To start, complaints to 311 over social distancing peaked in May, with about 25,000 in total. NYPD officers at that time handled all of them, and often with a heavy hand focused on people of color.

Those complaints dropped to roughly 10,000 in June and 2,300 in July, when it appears NYPD stopped social distancing enforcement. Since then, only the city parks department has handled those calls, which topped at 626 in September.

Of those, only 136 led to corrective action or remedy, according to the data.

The 22 ZIP codes covering coronavirus hotspots accounted for roughly 10,000 social distancing complaints overall. But those all but dried up in September, when 311 logged just 133 complaints.

The city's steady retreat from social distancing complaining and enforcement coincided with its gradual reopening.

All 32,659 complaints about businesses not complying with reopening rules went to the Mayor's Office of Special Enforcement, according to 311 data.

Those complaints peaked in July with 10,861 and slightly dipped each month since, data shows.

Enforcement actions hit a crescendo that month as well, with 1,923 violations or warnings given, according to data. They fell to 1,512 the next month.

And in September? There were 528 violations or warnings handed out to non-compliant businesses, the data states.

The city's 311 data isn't a complete picture. For one, it only documents complaints and actions from them.

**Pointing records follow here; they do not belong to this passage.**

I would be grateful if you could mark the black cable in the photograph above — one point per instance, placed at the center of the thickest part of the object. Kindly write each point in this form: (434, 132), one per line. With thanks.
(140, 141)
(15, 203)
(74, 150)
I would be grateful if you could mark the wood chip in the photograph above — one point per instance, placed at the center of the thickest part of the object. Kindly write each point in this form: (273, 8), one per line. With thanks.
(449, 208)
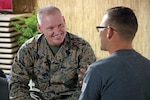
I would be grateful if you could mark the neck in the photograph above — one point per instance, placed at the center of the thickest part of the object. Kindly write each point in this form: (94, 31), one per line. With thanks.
(119, 46)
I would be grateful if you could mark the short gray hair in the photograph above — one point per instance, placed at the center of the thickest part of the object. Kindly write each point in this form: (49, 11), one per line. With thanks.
(50, 9)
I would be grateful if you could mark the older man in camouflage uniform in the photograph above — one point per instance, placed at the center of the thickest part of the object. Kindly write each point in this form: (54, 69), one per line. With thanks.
(51, 61)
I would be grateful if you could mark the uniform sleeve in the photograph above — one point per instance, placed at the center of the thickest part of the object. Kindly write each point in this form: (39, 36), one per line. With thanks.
(19, 89)
(86, 58)
(91, 86)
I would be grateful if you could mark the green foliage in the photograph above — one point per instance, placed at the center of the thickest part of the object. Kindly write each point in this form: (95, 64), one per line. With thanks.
(27, 28)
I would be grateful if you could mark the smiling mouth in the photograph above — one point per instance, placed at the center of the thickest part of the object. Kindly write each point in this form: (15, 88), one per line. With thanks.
(58, 35)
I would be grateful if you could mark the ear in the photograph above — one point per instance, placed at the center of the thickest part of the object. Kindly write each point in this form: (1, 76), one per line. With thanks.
(109, 33)
(39, 28)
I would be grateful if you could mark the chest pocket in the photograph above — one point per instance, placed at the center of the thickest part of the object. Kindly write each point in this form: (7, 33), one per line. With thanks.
(66, 72)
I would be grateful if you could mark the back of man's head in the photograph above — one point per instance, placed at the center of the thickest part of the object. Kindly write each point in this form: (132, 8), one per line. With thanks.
(124, 21)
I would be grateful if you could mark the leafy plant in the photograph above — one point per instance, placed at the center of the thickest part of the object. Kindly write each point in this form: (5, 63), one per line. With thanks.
(27, 28)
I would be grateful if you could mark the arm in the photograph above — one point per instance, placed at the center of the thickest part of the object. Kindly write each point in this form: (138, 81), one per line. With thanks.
(91, 86)
(19, 89)
(86, 58)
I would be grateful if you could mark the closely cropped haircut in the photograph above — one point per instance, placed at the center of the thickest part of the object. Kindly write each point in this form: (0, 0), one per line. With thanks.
(50, 9)
(124, 20)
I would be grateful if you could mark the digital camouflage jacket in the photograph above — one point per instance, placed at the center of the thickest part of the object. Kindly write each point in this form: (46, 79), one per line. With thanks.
(55, 77)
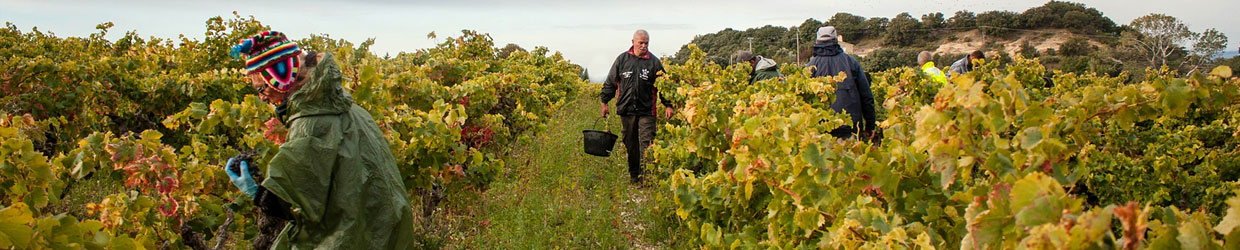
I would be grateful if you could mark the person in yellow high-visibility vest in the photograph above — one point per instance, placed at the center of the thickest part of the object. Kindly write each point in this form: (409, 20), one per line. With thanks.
(929, 69)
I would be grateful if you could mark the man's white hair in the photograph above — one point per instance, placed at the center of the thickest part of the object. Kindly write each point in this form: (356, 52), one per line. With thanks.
(641, 32)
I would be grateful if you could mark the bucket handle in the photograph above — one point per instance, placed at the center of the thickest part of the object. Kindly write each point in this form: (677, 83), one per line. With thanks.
(605, 123)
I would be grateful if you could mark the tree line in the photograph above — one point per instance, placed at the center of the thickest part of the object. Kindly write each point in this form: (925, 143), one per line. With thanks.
(1153, 40)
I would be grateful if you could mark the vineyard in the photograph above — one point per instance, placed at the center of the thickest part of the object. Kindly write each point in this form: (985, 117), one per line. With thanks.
(122, 145)
(997, 159)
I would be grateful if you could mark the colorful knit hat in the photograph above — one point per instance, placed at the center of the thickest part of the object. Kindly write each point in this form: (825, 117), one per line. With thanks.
(272, 55)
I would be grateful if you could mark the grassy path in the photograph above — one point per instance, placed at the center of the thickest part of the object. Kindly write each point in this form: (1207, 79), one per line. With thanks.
(553, 196)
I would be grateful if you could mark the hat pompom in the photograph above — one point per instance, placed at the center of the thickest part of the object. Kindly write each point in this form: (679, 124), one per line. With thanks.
(246, 45)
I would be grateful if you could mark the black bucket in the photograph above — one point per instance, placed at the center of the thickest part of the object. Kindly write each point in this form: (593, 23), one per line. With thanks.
(599, 142)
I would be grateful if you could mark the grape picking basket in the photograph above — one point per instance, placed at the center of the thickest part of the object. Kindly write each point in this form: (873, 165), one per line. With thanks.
(599, 142)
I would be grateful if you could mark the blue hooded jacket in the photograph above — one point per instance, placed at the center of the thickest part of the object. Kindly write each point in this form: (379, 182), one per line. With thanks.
(852, 95)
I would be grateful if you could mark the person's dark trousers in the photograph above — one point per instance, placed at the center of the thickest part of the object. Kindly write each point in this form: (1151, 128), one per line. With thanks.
(639, 133)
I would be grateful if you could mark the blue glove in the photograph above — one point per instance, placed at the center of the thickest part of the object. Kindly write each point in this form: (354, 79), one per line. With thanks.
(244, 181)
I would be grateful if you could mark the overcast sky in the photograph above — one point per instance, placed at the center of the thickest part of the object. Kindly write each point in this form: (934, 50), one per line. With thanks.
(588, 32)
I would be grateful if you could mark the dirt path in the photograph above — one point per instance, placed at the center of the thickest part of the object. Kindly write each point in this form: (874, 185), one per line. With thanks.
(553, 196)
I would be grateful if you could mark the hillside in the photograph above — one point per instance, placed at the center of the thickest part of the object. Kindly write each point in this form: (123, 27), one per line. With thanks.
(1065, 36)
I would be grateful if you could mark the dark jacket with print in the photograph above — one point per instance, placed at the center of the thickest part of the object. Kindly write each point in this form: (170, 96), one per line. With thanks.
(852, 94)
(631, 82)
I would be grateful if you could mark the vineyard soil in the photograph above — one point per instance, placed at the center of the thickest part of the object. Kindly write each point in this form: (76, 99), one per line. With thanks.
(553, 194)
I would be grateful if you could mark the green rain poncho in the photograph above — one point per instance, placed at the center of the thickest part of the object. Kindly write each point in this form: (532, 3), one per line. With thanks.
(337, 172)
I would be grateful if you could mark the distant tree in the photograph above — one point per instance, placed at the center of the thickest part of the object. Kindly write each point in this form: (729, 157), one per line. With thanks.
(874, 26)
(509, 50)
(847, 25)
(1067, 15)
(934, 20)
(1157, 37)
(1027, 50)
(903, 30)
(1208, 46)
(962, 19)
(996, 22)
(887, 58)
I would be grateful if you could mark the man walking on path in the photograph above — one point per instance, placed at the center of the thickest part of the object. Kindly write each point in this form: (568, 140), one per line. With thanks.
(631, 82)
(852, 95)
(760, 68)
(334, 180)
(929, 69)
(966, 64)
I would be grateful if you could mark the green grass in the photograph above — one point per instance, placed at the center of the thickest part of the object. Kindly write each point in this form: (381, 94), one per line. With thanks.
(553, 196)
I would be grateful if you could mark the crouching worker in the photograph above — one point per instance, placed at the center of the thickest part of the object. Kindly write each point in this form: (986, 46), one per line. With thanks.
(335, 178)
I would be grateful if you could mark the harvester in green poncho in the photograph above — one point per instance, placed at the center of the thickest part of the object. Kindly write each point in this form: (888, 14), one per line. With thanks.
(334, 178)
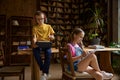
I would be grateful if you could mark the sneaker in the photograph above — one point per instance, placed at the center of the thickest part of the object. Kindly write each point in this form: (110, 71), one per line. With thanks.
(43, 77)
(106, 75)
(47, 75)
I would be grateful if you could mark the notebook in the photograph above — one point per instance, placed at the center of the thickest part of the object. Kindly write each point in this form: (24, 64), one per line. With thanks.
(44, 44)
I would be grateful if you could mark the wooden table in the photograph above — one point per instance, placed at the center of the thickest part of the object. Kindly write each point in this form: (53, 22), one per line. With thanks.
(104, 58)
(35, 71)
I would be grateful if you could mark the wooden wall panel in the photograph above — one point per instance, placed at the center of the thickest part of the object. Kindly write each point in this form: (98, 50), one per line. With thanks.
(17, 7)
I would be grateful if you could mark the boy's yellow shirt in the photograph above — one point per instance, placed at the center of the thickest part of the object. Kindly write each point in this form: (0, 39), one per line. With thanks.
(42, 32)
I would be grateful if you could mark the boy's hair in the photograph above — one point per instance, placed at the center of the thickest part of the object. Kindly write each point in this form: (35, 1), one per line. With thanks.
(37, 13)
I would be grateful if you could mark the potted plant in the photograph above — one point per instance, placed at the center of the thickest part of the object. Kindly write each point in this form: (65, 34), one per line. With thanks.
(96, 23)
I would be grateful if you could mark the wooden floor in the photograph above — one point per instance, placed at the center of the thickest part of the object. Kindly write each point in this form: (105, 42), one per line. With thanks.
(55, 71)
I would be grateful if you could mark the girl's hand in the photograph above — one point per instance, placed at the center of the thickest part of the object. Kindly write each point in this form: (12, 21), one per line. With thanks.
(85, 53)
(34, 46)
(51, 37)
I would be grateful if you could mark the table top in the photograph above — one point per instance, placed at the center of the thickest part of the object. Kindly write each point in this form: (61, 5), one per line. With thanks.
(104, 49)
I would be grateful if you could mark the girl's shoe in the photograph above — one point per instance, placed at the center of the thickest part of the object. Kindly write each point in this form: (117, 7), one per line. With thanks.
(106, 75)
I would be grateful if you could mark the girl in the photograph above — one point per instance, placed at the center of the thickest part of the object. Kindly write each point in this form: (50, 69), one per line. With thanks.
(85, 61)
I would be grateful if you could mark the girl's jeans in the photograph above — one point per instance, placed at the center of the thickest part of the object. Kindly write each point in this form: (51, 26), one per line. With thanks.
(44, 66)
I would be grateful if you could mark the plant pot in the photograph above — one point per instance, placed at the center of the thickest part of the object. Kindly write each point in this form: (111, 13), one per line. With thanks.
(95, 41)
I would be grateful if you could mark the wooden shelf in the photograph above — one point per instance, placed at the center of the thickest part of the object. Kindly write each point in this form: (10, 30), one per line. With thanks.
(20, 34)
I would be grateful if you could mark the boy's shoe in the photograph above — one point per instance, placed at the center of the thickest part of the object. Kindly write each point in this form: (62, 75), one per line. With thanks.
(106, 75)
(43, 77)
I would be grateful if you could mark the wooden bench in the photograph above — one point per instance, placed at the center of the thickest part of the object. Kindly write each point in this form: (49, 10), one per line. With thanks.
(12, 71)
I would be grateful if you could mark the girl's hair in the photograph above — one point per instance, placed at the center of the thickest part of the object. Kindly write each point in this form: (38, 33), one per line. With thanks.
(75, 32)
(38, 13)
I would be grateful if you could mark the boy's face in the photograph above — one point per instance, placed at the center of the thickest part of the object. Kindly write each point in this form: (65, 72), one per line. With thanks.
(40, 19)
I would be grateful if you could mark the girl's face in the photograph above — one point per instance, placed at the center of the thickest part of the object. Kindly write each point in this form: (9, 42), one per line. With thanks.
(40, 19)
(79, 37)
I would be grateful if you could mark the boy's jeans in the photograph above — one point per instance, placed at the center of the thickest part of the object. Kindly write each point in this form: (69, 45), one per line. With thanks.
(44, 66)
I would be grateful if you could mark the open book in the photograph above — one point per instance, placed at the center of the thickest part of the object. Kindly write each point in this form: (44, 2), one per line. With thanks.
(96, 46)
(44, 44)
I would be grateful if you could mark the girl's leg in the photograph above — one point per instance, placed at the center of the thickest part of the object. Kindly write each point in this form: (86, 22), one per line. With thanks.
(90, 60)
(93, 69)
(36, 53)
(47, 60)
(96, 74)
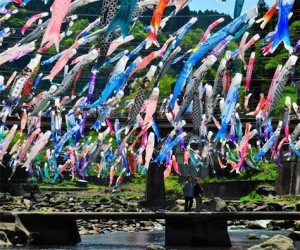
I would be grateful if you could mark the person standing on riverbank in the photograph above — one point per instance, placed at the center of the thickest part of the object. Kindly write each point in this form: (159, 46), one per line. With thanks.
(188, 192)
(198, 194)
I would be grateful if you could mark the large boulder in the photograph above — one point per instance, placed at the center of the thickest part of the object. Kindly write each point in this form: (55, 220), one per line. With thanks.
(277, 242)
(215, 205)
(254, 225)
(266, 191)
(155, 247)
(286, 224)
(295, 235)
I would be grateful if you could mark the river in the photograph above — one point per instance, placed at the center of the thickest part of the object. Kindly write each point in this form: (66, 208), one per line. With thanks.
(139, 240)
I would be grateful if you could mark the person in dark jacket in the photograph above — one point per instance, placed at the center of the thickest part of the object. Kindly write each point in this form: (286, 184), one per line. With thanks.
(188, 192)
(198, 194)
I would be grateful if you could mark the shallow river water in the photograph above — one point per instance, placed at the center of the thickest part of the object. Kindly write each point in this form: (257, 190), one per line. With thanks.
(139, 240)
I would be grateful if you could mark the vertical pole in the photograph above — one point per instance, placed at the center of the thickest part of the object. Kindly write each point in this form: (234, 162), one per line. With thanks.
(155, 186)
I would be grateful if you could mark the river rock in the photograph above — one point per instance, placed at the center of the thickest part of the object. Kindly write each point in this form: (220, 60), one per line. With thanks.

It also doesn't appear to reflect enforcement actions by the state focused on bars and restaurants — an effort that generated scores of high-profile closures.

But, by and large, it appears to confirm at least part of Cuomo's assessment as to the city's hands-off approach to enforcement.

"The longer you don't follow the rule, the higher the infection rate spreads and the more obvious it becomes," Cuomo said.